If the adjustment favors the buyer, the seller may have to pay the buyer.
If the adjustment favors the seller, the buyer may have to pay the seller.
That final payment is the true-up. It corrects the difference between the estimated numbers used at closing and the actual numbers finally determined after closing.
Speak to Our New Jersey Business Lawyers Today
A purchase price adjustment can pull you back into the asset sale after closing. The closing payment may not be the final amount you receive.
If the buyer reviews the books after closing and the financial data shows that the business delivered less working capital than the purchase price assumed, you may face a negative adjustment. In some cases, that may mean paying money back to the buyer.
That is why the purchase price adjustment mechanism should be reviewed before the asset purchase agreement is signed.
Are you wondering about any of the issues mentioned above? Please email us at info@wilkinsonlawllc.com or call (732) 410-7595 for assistance.
AtWilkinson Law, we give business owners the clarity they need to fund, grow, protect, and sell their businesses. We are trustworthybusiness advisors keeping your business on TRACK: Trustworthy. Reliable. Available. Caring. Knowledgeable.®
FAQ
Who Benefits From a Purchase Price Adjustment, the Buyer or the Seller?
It can benefit either side. A buyer may benefit if the business is delivered with less working capital than promised. A seller may benefit if the business is delivered with more working capital than the agreed target. The adjustment is not supposed to be a penalty. It is meant to compare the target working capital against the actual working capital delivered at closing.
Should Cash Be Included in Working Capital?
Not always. Many asset purchase agreements exclude cash because the deal is intended to be cash-free. But the agreement needs to say that clearly. If cash is included, it may increase the working capital delivered to the buyer or otherwise affect the purchase price. If cash is excluded, the seller usually keeps it.
What Happens if the Buyer and Seller Disagree Over the Final Calculation?
The asset purchase agreement should provide a process. Usually, the seller gets a review period after the buyer prepares the final calculation. If the seller disagrees, the seller can object within the deadline. If the parties still cannot resolve the disputed items, the agreement may send the dispute to an independent accountant.
What Should a Seller Review Before Agreeing to a Purchase Price Adjustment?
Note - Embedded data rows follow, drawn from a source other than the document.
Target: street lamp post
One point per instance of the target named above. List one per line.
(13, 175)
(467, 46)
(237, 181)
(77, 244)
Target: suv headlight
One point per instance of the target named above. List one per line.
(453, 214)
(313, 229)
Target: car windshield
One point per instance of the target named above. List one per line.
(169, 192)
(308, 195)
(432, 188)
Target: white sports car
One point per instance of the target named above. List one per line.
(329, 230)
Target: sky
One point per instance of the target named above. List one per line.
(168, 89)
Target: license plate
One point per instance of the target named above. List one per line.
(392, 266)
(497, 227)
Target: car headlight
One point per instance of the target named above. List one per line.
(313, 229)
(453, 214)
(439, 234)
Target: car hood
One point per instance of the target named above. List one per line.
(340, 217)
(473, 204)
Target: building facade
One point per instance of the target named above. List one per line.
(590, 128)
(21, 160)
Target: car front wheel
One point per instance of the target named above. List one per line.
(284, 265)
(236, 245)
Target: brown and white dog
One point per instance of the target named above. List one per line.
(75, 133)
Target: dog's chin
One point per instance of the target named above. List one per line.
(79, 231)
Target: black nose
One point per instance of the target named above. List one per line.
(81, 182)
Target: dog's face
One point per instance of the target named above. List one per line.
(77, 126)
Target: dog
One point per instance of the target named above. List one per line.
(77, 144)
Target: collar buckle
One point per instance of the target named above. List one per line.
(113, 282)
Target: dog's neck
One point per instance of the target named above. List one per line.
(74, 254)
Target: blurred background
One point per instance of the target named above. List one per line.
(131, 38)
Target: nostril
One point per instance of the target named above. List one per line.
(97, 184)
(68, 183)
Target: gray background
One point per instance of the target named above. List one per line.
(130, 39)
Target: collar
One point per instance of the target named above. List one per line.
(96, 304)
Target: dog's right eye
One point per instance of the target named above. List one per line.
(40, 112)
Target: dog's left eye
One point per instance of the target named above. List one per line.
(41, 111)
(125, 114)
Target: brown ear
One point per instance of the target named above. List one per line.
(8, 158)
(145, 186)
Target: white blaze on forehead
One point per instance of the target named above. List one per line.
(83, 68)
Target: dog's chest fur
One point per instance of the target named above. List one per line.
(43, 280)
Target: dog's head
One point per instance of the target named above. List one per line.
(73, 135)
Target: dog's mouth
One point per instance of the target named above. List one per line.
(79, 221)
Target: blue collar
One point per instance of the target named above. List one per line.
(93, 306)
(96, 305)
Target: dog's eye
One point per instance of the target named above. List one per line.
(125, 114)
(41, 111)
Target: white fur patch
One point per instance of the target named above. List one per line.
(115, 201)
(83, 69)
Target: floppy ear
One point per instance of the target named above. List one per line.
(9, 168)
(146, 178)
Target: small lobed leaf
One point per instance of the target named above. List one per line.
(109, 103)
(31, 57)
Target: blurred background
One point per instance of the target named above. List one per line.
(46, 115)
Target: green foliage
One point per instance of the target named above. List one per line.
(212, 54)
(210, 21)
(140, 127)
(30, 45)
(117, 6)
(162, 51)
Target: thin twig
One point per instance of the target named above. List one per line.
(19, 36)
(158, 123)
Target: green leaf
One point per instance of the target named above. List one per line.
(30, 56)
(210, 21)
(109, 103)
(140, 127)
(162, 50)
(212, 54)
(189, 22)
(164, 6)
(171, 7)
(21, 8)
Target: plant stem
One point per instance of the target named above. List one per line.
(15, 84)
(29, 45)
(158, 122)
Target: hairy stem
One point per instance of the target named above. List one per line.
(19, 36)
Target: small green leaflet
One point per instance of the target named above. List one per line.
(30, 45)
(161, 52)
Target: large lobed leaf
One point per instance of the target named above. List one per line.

A seller should pay close attention to the mechanics of the adjustment, including:
the target working capital;
which assets are included in the calculation;
which liabilities are included in the calculation;
who prepares the estimated closing statement;
who prepares the final true-up;
the deadline for objecting; and
whether disputed items go to an independent accountant.
The seller should also check whether cash, debt, receivables, prepaid items, accrued expenses, and deferred revenue are being treated consistently.
Is the Target Net Working Capital Number Negotiable?
Yes. Target working capital is often negotiated because it affects the final economics of the deal. A higher target can make it easier for the buyer to claim a shortfall. A lower target may reduce the chance of a downward adjustment. The number should be based on the business’s actual financial data, ordinary course operations, and any seasonal fluctuations that affect working capital.
When Is the Purchase Price Finally Determined?
The purchase price may not be final until the post-closing true-up process is complete. That may happen after the buyer prepares the final calculation, the seller’s review period ends, any objections are resolved, and any required payment is made. If there is a dispute, final determination may take longer.